The Bicha was found at the site of Majuelos not far from the city center. Recent excavations in the Balazote plain revealed a tomb and burial mound where this piece may have originated. Nearby, important mosaics from a Roman villa were also discovered.

Carved of two limestone blocks in the second half of the 6th century BCE, the statue is 93 cm long and 73 cm high. It is a chimeric synthesis of man and a bull. The body is in repose and shows good knowledge of the traits of that animal, with the forelegs bent under the chest and hind legs tucked under the belly. The tail is curved on the left thigh and ends in a tuft of hair. The head is that of a horned, bearded man with bull's ears. Details of the sculpture are similar to archaic Greek hieratic sculpture in that the hair and beard are rendered by straight grooves.

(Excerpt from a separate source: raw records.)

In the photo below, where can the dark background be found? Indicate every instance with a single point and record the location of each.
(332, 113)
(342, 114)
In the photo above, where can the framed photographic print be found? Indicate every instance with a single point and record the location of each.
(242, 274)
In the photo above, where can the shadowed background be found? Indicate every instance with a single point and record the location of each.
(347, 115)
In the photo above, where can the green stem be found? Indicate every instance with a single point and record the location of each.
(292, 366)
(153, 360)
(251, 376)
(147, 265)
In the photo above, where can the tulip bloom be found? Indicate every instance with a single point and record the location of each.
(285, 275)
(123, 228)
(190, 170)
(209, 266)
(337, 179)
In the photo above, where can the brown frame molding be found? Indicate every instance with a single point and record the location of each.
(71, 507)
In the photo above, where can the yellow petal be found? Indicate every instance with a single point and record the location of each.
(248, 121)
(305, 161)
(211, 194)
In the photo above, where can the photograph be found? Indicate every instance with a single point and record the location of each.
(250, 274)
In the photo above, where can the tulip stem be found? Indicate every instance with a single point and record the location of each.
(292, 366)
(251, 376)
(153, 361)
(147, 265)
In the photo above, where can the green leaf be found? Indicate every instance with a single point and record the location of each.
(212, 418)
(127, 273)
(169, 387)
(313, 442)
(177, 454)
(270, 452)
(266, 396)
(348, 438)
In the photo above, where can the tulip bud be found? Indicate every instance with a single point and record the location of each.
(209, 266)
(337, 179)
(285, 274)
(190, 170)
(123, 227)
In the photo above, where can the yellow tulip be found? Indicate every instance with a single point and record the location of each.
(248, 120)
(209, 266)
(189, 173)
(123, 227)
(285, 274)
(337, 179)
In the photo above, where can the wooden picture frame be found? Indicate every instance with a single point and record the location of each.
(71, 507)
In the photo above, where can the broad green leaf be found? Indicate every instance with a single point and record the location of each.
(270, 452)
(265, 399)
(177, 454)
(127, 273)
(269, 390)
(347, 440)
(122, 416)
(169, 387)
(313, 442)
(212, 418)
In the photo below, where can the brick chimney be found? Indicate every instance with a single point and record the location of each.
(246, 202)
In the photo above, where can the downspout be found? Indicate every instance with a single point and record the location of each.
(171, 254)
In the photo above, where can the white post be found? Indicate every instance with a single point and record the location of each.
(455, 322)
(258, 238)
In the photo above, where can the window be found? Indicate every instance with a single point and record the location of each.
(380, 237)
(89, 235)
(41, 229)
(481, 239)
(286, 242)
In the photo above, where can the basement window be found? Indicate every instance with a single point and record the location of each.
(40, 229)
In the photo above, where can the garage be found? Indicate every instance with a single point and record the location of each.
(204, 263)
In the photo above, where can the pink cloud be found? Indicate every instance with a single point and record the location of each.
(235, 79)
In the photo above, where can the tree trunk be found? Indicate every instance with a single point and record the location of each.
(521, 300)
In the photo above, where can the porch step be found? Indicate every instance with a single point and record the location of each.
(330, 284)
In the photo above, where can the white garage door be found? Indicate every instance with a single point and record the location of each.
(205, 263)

The piece is not carved in entirely in the round; one corner appears to be ashlar and designed to adhere to some place, like the lions of the Mausoleum of Pozo Moro. It may have belonged to a tomb or temple. There is some possibility that it represents a god of fertility, as did the man-headed bull statues used by the Greeks to represent river gods which made the fields fertile. According to A. García and Bellido, the Bicha represents the Greek river god Achelous whose image on Sicilian coins it resembles. "This sculpture is a daughter of the Greeks, and if you will, granddaughter of the Phoenicians and great-granddaughter of Mesopotamia," A. García and Bellido observed in 1931.